Urodziny Marka Podsiadły
9 września 2024, 15:31 | Autor: RyanW dniu dzisiejszym szczególne powody do świętowania ma były piłkarz Widzewa Łódź, Marek Podsiadło. Z tej okazji pragniemy złożyć mu życzenia dużo zdrowia oraz wszelkiej pomyślności w codziennym życiu!
Podsiadło urodził się 9 września 1961 roku w Krakowie. Jest wychowankiem Cracovii, w której przez osiem lat występował jako junior, a następnie cześć w drużynie seniorów. W 1980 sięgnął z reprezentacją Polski po Mistrzostwo Europy do lat 18. Pod koniec sezonu 1984/1985 sięgnął po niego Widzew, ale nie wystąpił w żadnym ligowym meczu. Zagrał natomiast w finale Pucharu Polski, w którym po rzutach karnych pokonany został GKS Katowice. Obrońca stał się podstawowym zawodnikiem w zespole prowadzonym przez trenera Bronisława Waligórę w następnej kampanii. Rozgrywki ligowe czerwono-biało-czerwoni zakończyli na trzecim miejscu, co było jego pierwszym medalem w karierze.

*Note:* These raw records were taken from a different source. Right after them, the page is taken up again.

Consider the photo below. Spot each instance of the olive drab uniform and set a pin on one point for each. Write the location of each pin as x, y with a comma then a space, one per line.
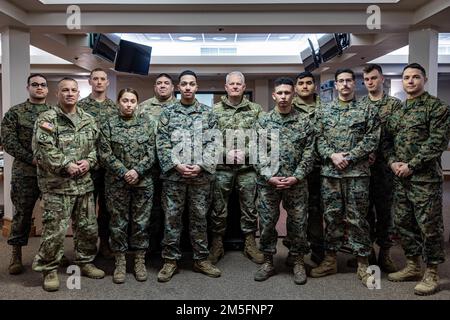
354, 128
60, 139
125, 144
417, 134
191, 121
17, 134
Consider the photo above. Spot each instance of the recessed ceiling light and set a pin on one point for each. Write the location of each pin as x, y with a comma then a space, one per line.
187, 38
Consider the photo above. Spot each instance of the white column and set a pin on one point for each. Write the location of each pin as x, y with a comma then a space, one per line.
423, 49
15, 70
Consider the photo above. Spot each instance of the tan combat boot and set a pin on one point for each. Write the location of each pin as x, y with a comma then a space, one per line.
429, 283
327, 267
385, 261
216, 251
206, 267
15, 266
51, 281
121, 268
299, 270
412, 271
168, 270
140, 271
91, 271
250, 249
266, 270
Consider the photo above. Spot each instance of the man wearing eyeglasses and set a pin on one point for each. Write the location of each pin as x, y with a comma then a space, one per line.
16, 134
348, 133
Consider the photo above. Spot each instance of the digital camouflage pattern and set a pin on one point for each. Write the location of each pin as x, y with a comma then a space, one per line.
16, 136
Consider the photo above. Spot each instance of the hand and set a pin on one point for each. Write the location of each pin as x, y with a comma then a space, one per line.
339, 160
131, 177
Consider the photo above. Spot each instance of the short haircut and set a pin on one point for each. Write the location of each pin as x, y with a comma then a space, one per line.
415, 66
187, 73
283, 80
305, 74
125, 90
344, 70
235, 73
371, 67
36, 75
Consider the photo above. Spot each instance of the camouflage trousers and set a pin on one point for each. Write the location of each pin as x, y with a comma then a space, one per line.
295, 202
380, 216
346, 204
24, 194
58, 209
130, 210
245, 182
175, 196
418, 217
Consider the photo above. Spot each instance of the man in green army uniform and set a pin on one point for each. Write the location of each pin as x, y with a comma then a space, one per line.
307, 102
98, 105
17, 134
286, 181
151, 109
235, 112
64, 145
347, 133
417, 134
380, 191
187, 176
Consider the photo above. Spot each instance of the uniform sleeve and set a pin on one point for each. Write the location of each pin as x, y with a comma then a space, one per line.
10, 139
438, 137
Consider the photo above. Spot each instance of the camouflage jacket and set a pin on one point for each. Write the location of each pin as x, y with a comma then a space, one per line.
295, 143
57, 141
17, 134
347, 127
418, 133
189, 122
127, 144
230, 118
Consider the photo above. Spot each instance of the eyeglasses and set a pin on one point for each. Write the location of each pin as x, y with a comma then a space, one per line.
36, 85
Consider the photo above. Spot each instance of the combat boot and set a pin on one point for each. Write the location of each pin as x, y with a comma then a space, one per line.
168, 270
430, 282
16, 266
266, 270
91, 271
51, 281
121, 268
385, 261
412, 271
299, 270
206, 267
216, 251
140, 271
250, 249
327, 267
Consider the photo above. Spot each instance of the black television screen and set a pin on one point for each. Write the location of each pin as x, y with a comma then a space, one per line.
105, 45
133, 58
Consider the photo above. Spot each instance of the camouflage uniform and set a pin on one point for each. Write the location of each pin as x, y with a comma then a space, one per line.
417, 134
17, 134
127, 144
354, 128
243, 116
151, 109
177, 191
381, 180
101, 111
57, 142
296, 158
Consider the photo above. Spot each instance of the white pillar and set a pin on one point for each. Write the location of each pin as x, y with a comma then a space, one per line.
15, 70
423, 49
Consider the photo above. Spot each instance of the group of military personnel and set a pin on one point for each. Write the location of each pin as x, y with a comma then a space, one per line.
349, 173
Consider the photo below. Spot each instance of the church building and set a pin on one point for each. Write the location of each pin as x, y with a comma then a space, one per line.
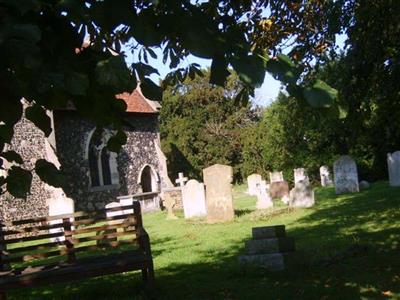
95, 176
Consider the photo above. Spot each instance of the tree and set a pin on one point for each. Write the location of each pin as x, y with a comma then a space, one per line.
202, 125
290, 135
44, 62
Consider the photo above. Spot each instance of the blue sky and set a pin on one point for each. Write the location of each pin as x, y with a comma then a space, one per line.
263, 96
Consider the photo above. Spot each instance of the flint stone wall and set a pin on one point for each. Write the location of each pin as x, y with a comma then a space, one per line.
29, 142
72, 137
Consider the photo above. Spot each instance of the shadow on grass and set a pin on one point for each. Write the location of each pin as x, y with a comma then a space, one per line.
333, 266
242, 212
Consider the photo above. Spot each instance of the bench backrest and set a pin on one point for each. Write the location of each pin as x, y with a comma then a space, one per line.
69, 236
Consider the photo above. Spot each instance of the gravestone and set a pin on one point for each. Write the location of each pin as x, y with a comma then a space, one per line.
269, 249
181, 179
393, 161
217, 180
58, 204
300, 174
345, 175
194, 199
325, 175
279, 190
252, 181
302, 195
275, 177
169, 203
263, 198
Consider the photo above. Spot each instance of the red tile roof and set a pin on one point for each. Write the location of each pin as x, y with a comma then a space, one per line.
136, 102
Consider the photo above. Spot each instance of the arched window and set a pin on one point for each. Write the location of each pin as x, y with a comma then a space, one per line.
102, 163
148, 179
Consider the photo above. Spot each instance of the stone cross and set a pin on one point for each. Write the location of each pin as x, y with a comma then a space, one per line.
181, 180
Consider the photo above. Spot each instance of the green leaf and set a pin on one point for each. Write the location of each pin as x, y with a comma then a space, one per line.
219, 71
19, 182
48, 173
146, 30
151, 90
12, 156
38, 116
320, 94
6, 133
77, 84
251, 69
113, 73
283, 69
116, 142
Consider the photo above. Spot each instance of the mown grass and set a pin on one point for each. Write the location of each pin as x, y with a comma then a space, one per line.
347, 248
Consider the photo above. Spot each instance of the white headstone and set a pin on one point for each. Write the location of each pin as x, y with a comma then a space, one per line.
194, 199
302, 195
126, 202
58, 204
263, 198
300, 174
252, 181
218, 179
393, 161
275, 177
345, 175
181, 179
111, 214
326, 179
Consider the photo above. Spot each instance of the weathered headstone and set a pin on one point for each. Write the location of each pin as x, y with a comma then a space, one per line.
59, 204
325, 175
300, 174
275, 177
302, 195
279, 190
393, 161
263, 198
169, 202
269, 248
345, 175
181, 179
194, 199
217, 180
252, 181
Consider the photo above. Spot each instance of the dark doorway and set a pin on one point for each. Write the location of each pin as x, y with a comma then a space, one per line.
146, 180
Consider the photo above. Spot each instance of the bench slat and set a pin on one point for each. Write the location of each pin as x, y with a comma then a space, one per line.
104, 237
32, 238
39, 228
72, 215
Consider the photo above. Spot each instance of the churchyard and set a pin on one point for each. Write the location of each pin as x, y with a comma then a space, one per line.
346, 247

W następnym sezonie Podsiadło zadebiutował w europejskich pucharach, zaliczając występy przeciwko LASK Linz i Bayerowi Uerdingen. Później defensor grywał rzadziej, a do łask wrócił dopiero w następnych rozgrywkach. Nie udało mu się jednak powtórzyć z klubem miejsca na podium tabeli, a na domiar złego spadł z nim do II ligi. Piłkarz okazał się bardzo cenny na drugim froncie, wystąpił w niemal wszystkich spotkaniach i pomógł wrócić do elity w pierwszym podejściu.

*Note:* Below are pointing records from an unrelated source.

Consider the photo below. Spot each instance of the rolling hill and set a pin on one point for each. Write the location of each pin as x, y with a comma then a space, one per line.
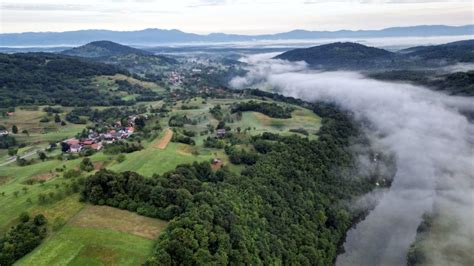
103, 49
160, 36
134, 60
52, 79
461, 51
341, 55
354, 56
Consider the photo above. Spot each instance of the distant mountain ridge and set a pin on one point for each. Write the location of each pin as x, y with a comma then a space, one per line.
103, 49
132, 59
160, 36
346, 54
354, 56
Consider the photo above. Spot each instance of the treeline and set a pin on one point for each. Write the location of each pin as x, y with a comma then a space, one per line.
49, 79
271, 109
288, 207
22, 238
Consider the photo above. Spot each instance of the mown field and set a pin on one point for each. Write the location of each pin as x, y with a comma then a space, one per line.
87, 235
99, 235
39, 134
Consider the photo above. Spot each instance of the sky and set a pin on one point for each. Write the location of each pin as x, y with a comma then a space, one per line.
229, 16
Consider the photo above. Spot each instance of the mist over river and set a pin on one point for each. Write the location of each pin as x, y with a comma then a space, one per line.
433, 144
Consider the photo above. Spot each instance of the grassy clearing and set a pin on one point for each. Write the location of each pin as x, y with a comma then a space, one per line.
104, 217
90, 246
108, 83
151, 160
163, 142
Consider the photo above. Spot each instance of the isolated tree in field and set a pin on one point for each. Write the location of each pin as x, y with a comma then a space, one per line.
120, 158
12, 151
42, 156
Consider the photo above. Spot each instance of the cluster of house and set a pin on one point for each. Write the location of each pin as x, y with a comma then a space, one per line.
220, 133
96, 140
175, 78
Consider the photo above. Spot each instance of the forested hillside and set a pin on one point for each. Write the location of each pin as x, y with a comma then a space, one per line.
356, 56
40, 78
289, 207
461, 51
132, 59
341, 55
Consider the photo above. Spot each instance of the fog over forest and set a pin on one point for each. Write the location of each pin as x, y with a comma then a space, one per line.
432, 143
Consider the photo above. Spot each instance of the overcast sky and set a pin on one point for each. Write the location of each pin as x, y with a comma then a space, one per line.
230, 16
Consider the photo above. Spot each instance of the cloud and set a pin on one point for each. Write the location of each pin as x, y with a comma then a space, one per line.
433, 144
43, 7
312, 2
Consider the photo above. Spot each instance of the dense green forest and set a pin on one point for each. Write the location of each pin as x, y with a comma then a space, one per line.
288, 207
48, 79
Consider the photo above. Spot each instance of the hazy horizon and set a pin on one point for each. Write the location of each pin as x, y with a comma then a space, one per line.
231, 33
229, 16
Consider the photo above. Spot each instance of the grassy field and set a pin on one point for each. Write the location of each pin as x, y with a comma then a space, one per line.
99, 235
104, 217
39, 134
90, 246
108, 83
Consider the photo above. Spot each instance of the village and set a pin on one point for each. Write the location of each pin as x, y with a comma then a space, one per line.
96, 140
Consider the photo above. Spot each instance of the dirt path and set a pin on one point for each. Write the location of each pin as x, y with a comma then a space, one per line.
163, 142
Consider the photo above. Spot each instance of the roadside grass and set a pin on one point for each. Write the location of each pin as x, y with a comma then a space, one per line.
12, 206
90, 246
108, 82
151, 160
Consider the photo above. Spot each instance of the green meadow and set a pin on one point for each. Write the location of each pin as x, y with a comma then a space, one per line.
90, 246
70, 244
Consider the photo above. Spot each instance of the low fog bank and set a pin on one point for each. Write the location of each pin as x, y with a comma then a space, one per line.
433, 144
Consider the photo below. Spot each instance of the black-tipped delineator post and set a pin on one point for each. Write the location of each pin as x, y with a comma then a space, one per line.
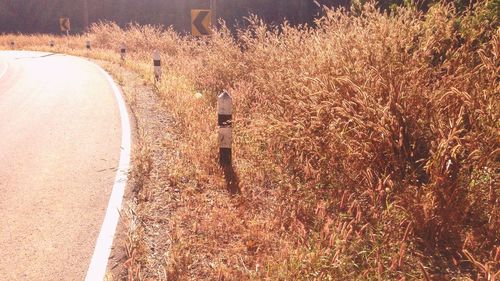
157, 65
123, 51
225, 111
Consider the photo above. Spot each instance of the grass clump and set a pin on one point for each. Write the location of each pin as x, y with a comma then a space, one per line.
366, 146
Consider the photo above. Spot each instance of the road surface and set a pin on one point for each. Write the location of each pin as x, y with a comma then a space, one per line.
60, 146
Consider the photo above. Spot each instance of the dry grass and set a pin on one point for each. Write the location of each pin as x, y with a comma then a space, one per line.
367, 147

Był to ostatni sezon Marka Podsiadły w Widzewie. W 1991 roku wyjechał zagranicę, najpierw grając w Szwecji, a później w Niemczech. Do kraju wrócił dwa lata później i związał się z Wisłoką Dębica. Karierę kończył w GKS Bełchatów. Zajął się pracą szkoleniową, prowadząc drużyny z niższych lig. Kończy dziś 63 lata.
Wszystkiego najlepszego!
Pamiętam, jak w 1985 sprowadzono go na samiuśki koniec sezonu w czerwcu. I mimo, ze do czerwca grał w Cracovii, zagrał jeszcze w finale PP dla Widzewa.
Czy wtedy okienka transferowe nie obowiązywały?

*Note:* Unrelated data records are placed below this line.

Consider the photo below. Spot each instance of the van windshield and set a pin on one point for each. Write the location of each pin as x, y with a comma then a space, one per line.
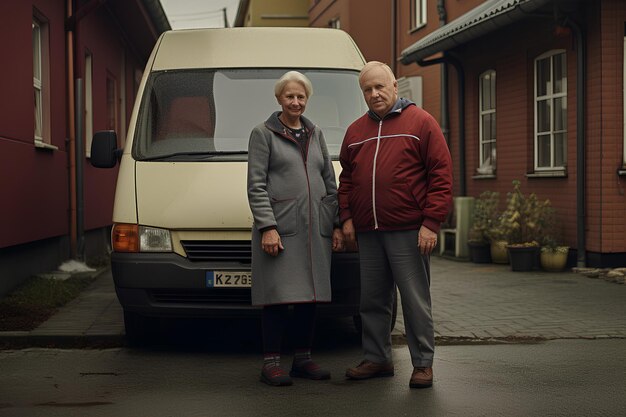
195, 115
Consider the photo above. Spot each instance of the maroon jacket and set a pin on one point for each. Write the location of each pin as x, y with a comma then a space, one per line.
397, 172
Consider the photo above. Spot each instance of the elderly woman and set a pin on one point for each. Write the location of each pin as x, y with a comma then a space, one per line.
293, 197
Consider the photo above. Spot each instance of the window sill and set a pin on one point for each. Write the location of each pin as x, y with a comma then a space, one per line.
547, 174
46, 146
416, 28
484, 176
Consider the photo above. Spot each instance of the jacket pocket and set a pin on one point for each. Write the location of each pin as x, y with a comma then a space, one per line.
328, 212
286, 215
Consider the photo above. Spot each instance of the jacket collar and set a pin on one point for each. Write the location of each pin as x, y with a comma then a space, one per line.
401, 104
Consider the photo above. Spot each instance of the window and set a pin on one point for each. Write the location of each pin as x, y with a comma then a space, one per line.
624, 102
111, 103
487, 123
37, 81
193, 115
418, 13
551, 111
41, 82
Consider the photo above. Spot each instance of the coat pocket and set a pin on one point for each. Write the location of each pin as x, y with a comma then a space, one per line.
328, 212
286, 215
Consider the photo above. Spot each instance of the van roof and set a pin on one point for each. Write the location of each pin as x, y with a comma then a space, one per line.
265, 47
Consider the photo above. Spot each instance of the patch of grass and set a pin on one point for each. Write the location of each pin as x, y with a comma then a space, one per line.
37, 299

Oj pamiętam, pana Marka jak dziś. Poruszał się po boisku można by rzec…jakby z pełną gracją ale skutecznie w defensywie. Bo był takim raczej defensywny pomocnikiem lub forstoperem w starszej nomenklaturze.
Dużo zdrowia życzę
Pytanko do adminów. Ciekawe czy opublikujecie…w komentarzach od dawna jest paru zakompleksionymi kakesowcow. Jak dlugo jeszcze będą oni mogli obrażać klub, nas kibicow Widzewa I pisać bzdury….A MY JESLI CHCEMY IM POCISNAC TO NASZE ODPOWIEDZI NIE SA ZATWIERDZONE. Dziś choćby dwa razy. O odświeżaniu komentarzy co 10 godzin nie wspomnę. Kim jesteście, że prowadzicie takie zasady. Czy lekka władza uderzyła sodówką!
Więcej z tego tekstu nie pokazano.